Crash test cars? Sure. Crazy cool science experiments? Oh yeah. You could spend all day on that collection, alone. Cute handouts and graphics to teach kindergarteners writing or visualize the life cycle of a plant? There are pins upon pins for that. What about examples of infographics, or better yet, classroom uses of social media,, or catchy posters about grammar points? Yup. That and more.

If anything, it’s too easy to collect pins. In my personal life, I have resisted getting drawn into finding and collecting the perfect images, but I do have a Pinterest account to collect some ideas about say, paving for garden paths and good looking food. I also have a few albums of educational ideas.

Now that I’ve started a blog, I decided I needed a separate Pinterest account specifically for education-related ideas and inspirations. The easiest way to both jumpstart and channel my process is to find some key people to follow who have similar interests. It’s a little like an RSS feed, but for visually presented ideas. Every week or so, you can receive an update on what the “boards” you are following are pinning.
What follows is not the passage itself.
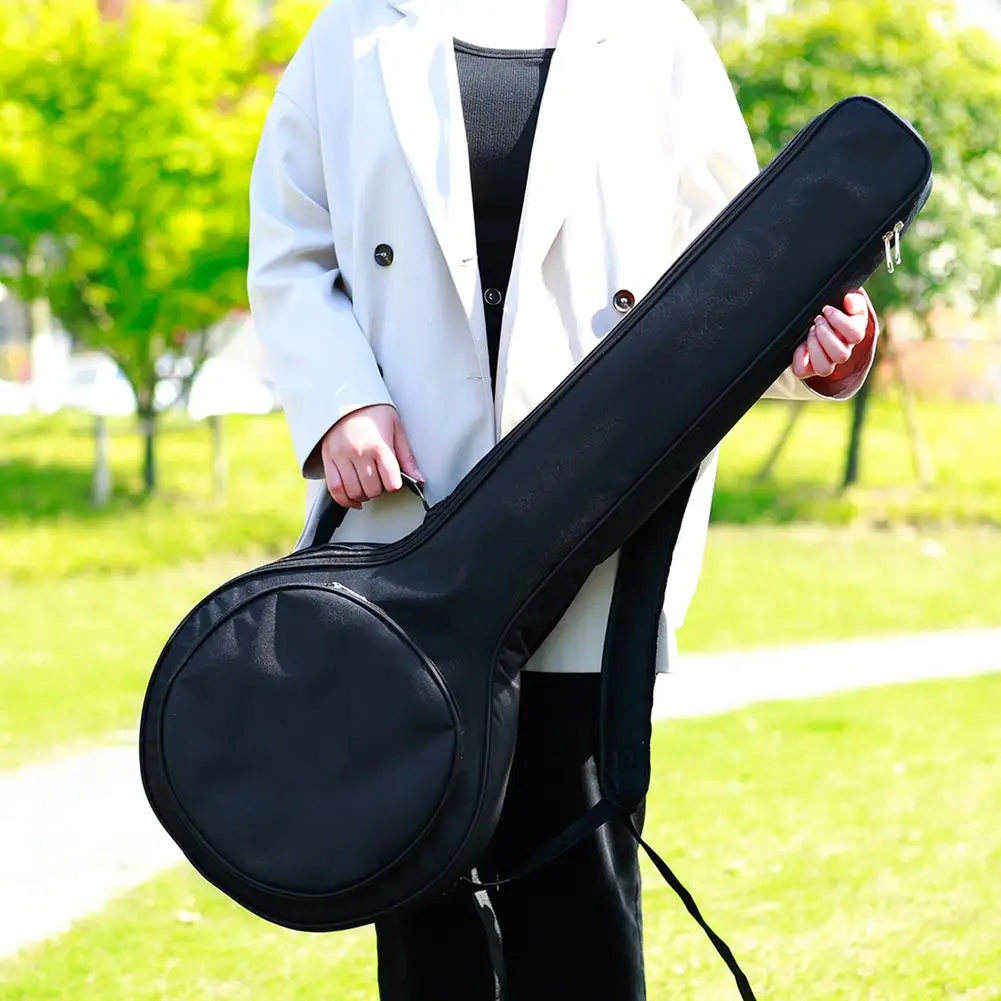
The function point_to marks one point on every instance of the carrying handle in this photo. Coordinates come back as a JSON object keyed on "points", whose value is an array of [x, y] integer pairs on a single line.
{"points": [[332, 515]]}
You can check out my new Pinterest board, as rudimentary as it still is, and see what you think. Or try following a few boards and start collecting some ideas. I recommend finding a few interesting people to follow or searching for something you need to work on right now so it can be applied. I’m off to look for ways to present or practice parts of speech.


2 thoughts on “Pinterest as Teacher Tool

  1. In spite of being an early adopter of many technologies, I am VERY late to the Pintrest game. Thanks to your blog, I finally dove in! I was a bit afraid to be in “idea overload,” but I had heard one of the teacher’s at Fuller has amazing boards full of great Kindergarten ideas. (If you need Kindergarten activities check out Ana Kaleel’s pins, they are amazing!)

    This is why curriculum companies like Pearson are getting into the assessment game. Now that can use search tools and curating sites to find ideas shared by other classroom teachers, they will have a much harder time selling books. Who wants to search through tons and tons of paper when it is easier to find ideas that fit your setting and philosophy with a search engine and a critical eye?